A Line to Shape the Ages

November 24, 2016

Imagine being so influential a writer that a few lines in one of your books, maybe little more than a casual remark to you, ends up shaping complex concepts in culture for thousands of years to come. Wouldn’t any writer or philosopher dream of that? Follow me as we trace a line from the trial of Socrates to tortured artists: It’s time for another journey accompanied by our trusty sidekick, etymology.

 

The writer and philosopher in question is Plato, who wrote about Socrates’ trial; one of the accusations against Socrates were blasphemy or heresy, though really people were just tired of listening to him. Socrates claimed that a god or a daimon (not to be confused with the demons of the Christian world) sometimes spoke to him, an inner voice that guided him. For his troubles, he was sentenced to drink a cup of poisonous hemlock, and thus Socrates became one of the only persons whose sarcasm killed him.

 

Unlike his predecessor, Chryssippus, who died from laughing at his own joke. Philosophers.

 

In another work, Plato clarified that gods and daimons are not the same, however; if you imagine a hierarchy of existence with gods on top and humans at the bottom, daimons are the species in between. It was this clarification that posterity just ran wild with.

 

Those analysing Plato elaborated that while gods live in the heavens, daimons live in the air between heaven and earth, which is where mankind lives (remember how Demorgorgon was mistaken as the ruler of the three worlds? Here you have them again). Furthermore, just as Socrates had a daimon whispering to him, guiding him, so did everyone else. The concept of a guardian spirit (quickly becoming a guardian angel in Christian times) was born.

 

 The mental state of my own guardian angel on most days.

 

But the train doesn’t stop here.
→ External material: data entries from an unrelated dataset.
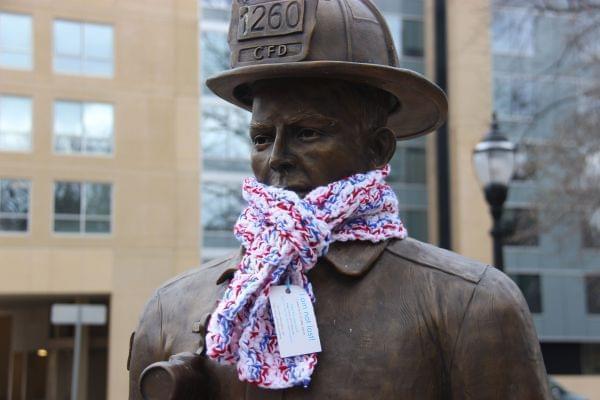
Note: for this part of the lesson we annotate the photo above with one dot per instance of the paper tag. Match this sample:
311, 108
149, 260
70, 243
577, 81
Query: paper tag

As Latin replaced Greek as the language of knowledge, daimon was translated; in Latin, it is “genius”. What happened next was that genius became internalised. It was no longer an outside spirit, but the spirit within. Probably as part of the general process in European thinking, where the outside world became more and more demystified, it became weighed, measured, and explained through science, whereas the human being took centre stage in philosophy: the birth of humanism.

 

The reaction to rationalism was romanticism, and they happily took the train to the next station. Genius now became something for the few, the select, the artists: a description of their creative force, their talent, their tortured state of being, which fuels art.

 

 I am so tortured! Look at how tortured I am, surrounded by this gorgeous landscape!

 

Eventually though, the artist, like everything else, lost his pedestal. The meaning of genius became blurred; it went from being a concept to being an ordinary description of something extraordinary. If Socrates were here today, I am sure he would have a venomously sarcastic remark to make, and since you cannot prosecute people for sarcasm anymore, we would all just have to swallow it – like he swallowed that hemlock.